Ali mesmo começou a comemoração. Os poucos barezinhos não comportavam a multidão que se espalhava pelas ruas adjacentes. Muita Monjopina e Serra Grande, chambaril e caldinho, não faltou o tradicional bate-bate. E o frevo comendo solto.

Num certo momento, o Mestre começou a rabiscar umas cifras. Depois, mostrou a um excepcional requintista, o qual, enquanto lia, meneava a cabeça em sinal de aprovação. O papel de embrulhar pão circulou entre alguns músicos. Os músicos de bloco (instrumentos de pau e corda) guardaram os seus bandolins, violões, etc. Apenas os tocadores de frevo de rua começaram a organizar uma verdadeira orquestra, completa, com trinta e seis músicos: uma requinta em mi bemol, cinco clarinetos em si bemol, dois saxofones-alto em mi bemol, dois saxofones-tenor em si bemol, sete trompetes em si bemol, dez trombones em dó, duas tubas em mi bemol, uma tuba em si bemol, um bombardino em dó e a percussão: uma caixa-clara, uma caixa-surda, um pandeiro, um reco-reco e um ganzá.

Depois do ocorrido, um milagre a mais ou a menos não faria diferença. Sem qualquer ensaio ou conhecimento prévio da música, a orquestra tocou o frevo recém composto. Foi uma exibição sublime. Nem a Orquestra Municipal ou a Banda do 14 RI, nem os futuros arranjos de Duda, de José Menezes ou da Orquestra de Cordas Dedilhadas de Pernambuco conseguiriam repetir aquela exibição primorosa.

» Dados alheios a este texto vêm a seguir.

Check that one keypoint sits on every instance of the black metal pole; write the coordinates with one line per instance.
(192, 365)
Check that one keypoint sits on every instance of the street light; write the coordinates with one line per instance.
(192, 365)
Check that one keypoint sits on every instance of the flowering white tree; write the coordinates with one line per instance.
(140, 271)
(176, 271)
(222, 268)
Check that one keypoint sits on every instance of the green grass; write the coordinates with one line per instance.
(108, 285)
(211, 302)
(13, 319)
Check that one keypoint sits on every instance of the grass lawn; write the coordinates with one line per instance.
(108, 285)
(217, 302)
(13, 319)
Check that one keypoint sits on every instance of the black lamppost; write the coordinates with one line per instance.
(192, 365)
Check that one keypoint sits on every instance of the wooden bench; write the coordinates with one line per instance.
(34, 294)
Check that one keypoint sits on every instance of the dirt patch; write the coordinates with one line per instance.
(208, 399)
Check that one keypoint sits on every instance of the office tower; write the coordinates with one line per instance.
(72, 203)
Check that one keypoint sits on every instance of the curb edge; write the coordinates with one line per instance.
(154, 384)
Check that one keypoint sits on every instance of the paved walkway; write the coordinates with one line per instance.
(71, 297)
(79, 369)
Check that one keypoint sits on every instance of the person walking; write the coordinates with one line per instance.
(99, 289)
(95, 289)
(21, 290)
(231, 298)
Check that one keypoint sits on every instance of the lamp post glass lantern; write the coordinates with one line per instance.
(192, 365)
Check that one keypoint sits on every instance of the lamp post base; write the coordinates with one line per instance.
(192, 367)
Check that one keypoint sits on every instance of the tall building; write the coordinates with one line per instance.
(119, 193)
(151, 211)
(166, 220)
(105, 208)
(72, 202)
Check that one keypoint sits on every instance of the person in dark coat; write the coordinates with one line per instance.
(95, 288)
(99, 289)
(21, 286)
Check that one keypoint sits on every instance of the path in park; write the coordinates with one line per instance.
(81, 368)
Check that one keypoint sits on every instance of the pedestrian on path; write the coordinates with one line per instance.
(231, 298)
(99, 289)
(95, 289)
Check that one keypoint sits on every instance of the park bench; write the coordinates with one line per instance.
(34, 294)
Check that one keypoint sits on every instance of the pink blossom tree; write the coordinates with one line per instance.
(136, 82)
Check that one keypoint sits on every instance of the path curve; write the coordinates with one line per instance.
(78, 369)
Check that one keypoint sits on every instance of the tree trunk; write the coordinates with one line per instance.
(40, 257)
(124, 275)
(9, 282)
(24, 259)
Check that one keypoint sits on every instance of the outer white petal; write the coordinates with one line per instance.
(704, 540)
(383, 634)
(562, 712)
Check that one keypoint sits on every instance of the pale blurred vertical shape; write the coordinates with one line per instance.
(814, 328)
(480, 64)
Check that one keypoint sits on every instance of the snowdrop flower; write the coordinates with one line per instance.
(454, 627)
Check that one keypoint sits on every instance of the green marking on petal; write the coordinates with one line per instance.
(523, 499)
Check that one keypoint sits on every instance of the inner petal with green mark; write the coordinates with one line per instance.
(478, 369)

Também foi uma exibição muito estranha. Ninguém ousou marcar o passo. Ao contrário de outros frevos de encontro (e era um legítimo frevo de abafo) este, desta vez, não foi dançado. Em invulgar silêncio, a multidão espremida acompanhou a exibição do frevo ecoante, vertiginoso e rutilante, enfim: fervente. Se naquele momento, outra orquestra viesse ao encontro, até um frevo coqueiro, com sua estridência, faria o efeito das palhetas e semicolcheias de um frevo ventania. A emoção tomou conta de todos e muitos choraram em silêncio. Todos estavam habituados ao saudosismo nostálgico dos frevos de bloco, mas aquele frevo de rua era pura melancolia. Ao final, antes da multidão dispersar e silenciosamente rumar para casa, o Mestre anunciou o título, pressentido por muitos, do frevo: Último dia.

(*) Último dia é um antológico frevo de rua (de encontro) composto em outubro de 1950 por Levino Ferreira, Mestre Vivo, mentor e mais popular compositor do frevo de rua pernambucano.